Dare to Dream

Stepping outside his comfort zone has opened new doors for Tory Brown ’13

As a kid, Tory Brown ’13 loved reading mystery book series such as the Hardy Boys and The Box Car Children. “I liked figuring out what was going to happen,” he said.

Today, the communication studies major from Fredericksburg, Virginia, is turning that love of mystery into what he hopes will be a career in journalism or other communications field. “I like the reporting aspect,” he said. “I love talking to people and getting information that helps you get to the bottom of things.”

During high school, Brown’s interests mostly centered around basketball. But college brought the opportunity to a try a number of new activities—a few that surprised even him. Dance is a big example. Friends convinced Brown, who had never taken a dance course, to participate in the College’s dance concert his first year.

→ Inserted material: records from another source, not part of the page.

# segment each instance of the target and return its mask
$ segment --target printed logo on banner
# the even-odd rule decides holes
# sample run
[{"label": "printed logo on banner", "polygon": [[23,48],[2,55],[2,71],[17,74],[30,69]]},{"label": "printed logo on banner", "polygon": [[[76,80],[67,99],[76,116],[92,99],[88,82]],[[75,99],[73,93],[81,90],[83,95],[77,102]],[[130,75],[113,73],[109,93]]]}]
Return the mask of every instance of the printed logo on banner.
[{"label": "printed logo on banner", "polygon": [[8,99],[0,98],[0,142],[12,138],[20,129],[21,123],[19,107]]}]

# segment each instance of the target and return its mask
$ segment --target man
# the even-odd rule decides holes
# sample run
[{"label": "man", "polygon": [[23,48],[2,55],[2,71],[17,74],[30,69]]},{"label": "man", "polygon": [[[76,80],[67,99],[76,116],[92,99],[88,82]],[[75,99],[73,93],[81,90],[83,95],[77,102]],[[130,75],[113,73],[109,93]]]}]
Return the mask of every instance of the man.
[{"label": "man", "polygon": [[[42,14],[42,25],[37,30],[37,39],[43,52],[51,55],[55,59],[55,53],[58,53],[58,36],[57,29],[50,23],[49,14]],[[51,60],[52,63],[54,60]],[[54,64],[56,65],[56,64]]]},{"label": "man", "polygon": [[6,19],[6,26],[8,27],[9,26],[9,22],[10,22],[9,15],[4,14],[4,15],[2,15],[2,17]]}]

“I really didn’t know what I was doing, but they said if you can walk, you can dance,” he said. “That is what I did for that first performance. Afterwards, I decided to take a couple of dance classes.”

The same thing happened later with a theatre production, and it was not long before Brown caught the acting bug. “I was never a risk-taker during high school,” Brown said. “I wanted to stay in my comfort zone. But it is different here. Taking dance and acting were risks, and taking those risks opened up opportunities for me.”

Chad Beck, a communication studies professor, said Brown’s involvement in arts-related activities such as theatre and dance will help later in life. “Tory is a living example of how Randolph students can emerge as productive, engaged leaders in the artistic and cultural spheres,” he said. “Culture and the arts nurture creativity valuable for any career and for contributing to communities.”

Brown was chosen as a 2011 Davenport Leader, and he can already see how the competitive program, which provides students with leadership training, has made a difference in how he works with others. Whether he is using those skills as he coordinates events for the Macon Activities Council, in class, or during any of his other extracurricular activities, Brown knows the experiences will be valuable when he is searching for a job in the journalism field.

“College is much more than what I expected, and I definitely think I am going to be prepared for anything,” he said. “My professors always know when I can do better. And when you have that positive influence and positive push, you can’t help but be successful.”